Point-of-Common-Coupling and Center-of-Inertia Frequency Based Auxiliary Frequency Control Strategy for Windfarm Frequency Support Improvement

Low inertia is becoming an issue that cannot be avoided as renewable energy sources, represented by wind energy, are increasingly integrated into the power systems. Wind farms have taken on the role of supplying frequency support during system disturbances. In this case, the signal source of wind farm frequency support becomes a critical factor for the control performance. The Center of Inertia (COI) frequency can better reflect the dynamic change of the system frequency after disturbance compared with the Point of Common Coupling (PCC) frequency.

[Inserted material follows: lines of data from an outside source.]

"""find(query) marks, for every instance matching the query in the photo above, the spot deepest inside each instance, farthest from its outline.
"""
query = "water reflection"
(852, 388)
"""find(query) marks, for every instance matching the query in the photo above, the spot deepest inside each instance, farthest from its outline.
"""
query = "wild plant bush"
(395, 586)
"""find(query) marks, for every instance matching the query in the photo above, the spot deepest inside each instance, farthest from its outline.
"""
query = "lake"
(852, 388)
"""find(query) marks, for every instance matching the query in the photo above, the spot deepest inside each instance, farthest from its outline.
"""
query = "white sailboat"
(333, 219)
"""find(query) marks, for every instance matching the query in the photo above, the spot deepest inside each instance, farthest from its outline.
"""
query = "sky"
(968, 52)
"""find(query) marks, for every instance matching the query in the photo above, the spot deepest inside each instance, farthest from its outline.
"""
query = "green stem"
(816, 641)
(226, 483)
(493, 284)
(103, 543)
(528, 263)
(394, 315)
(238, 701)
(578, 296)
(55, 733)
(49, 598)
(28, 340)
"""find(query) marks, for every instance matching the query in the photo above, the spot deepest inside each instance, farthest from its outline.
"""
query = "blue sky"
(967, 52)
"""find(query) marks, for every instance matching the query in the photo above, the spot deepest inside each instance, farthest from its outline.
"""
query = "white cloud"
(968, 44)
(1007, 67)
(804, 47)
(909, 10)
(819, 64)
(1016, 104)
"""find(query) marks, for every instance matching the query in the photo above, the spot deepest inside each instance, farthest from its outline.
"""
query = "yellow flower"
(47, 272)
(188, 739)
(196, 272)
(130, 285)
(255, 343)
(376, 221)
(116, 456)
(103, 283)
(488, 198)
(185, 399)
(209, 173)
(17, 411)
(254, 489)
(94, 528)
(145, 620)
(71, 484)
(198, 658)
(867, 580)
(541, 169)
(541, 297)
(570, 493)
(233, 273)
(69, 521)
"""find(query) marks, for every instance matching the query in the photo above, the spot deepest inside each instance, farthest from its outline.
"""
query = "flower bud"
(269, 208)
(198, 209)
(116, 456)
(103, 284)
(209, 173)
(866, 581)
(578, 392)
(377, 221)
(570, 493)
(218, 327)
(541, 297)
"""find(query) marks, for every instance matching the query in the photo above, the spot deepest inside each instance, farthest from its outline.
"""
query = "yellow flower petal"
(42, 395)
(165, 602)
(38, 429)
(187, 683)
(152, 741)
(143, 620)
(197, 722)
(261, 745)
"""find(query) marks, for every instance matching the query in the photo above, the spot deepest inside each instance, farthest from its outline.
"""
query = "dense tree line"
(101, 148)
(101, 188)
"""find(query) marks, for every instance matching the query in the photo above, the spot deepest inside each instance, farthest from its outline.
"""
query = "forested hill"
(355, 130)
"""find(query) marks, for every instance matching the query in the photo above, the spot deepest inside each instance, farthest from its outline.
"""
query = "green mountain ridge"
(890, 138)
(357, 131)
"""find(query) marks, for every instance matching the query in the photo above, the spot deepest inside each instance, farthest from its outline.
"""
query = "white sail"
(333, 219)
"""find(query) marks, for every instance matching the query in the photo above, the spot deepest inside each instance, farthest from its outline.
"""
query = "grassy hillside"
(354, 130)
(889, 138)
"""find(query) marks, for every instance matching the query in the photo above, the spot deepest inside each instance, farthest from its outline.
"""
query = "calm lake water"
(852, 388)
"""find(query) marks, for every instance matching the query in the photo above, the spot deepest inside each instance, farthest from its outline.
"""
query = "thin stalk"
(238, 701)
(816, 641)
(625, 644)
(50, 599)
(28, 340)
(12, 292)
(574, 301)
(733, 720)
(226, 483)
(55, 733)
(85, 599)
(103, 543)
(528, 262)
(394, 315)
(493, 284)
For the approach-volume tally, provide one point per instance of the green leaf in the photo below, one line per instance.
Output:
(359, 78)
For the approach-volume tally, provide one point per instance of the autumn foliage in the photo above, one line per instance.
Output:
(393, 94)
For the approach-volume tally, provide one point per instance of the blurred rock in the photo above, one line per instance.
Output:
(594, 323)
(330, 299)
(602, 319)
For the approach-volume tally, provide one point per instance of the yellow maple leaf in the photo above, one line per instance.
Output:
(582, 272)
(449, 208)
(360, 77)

However, due to the time delay in signal communication and calculation, the direct utilization of the COI frequency may bring a detrimental influence on the performance of frequency support control, while the PCC frequency is measured locally with a rare time delay. Therefore, how to combine both advantages of the PCC frequency and COI frequency into the auxiliary frequency control signal of wind farms requires specific attention. This paper presents a comparative analysis of the control effect of using two frequency signals. Simultaneously, the effect of different delays of the control signals on the control effect is firstly analyzed. To minimize the detrimental influence of time lag in COI frequency, Long Short-Term Memory (LSTM) neural network is introduced to correct the time lag of the COI frequency. Furthermore, based on the delay-corrected COI frequency signal, an auxiliary frequency control strategy based on the PCC-COI frequency is proposed. This novel strategy aims to combine the advantages of both signals, effectively enhancing the efficiency of auxiliary frequency control. Finally, the efficiency of the suggested control strategy is validated in the modified IEEE 39 bus system.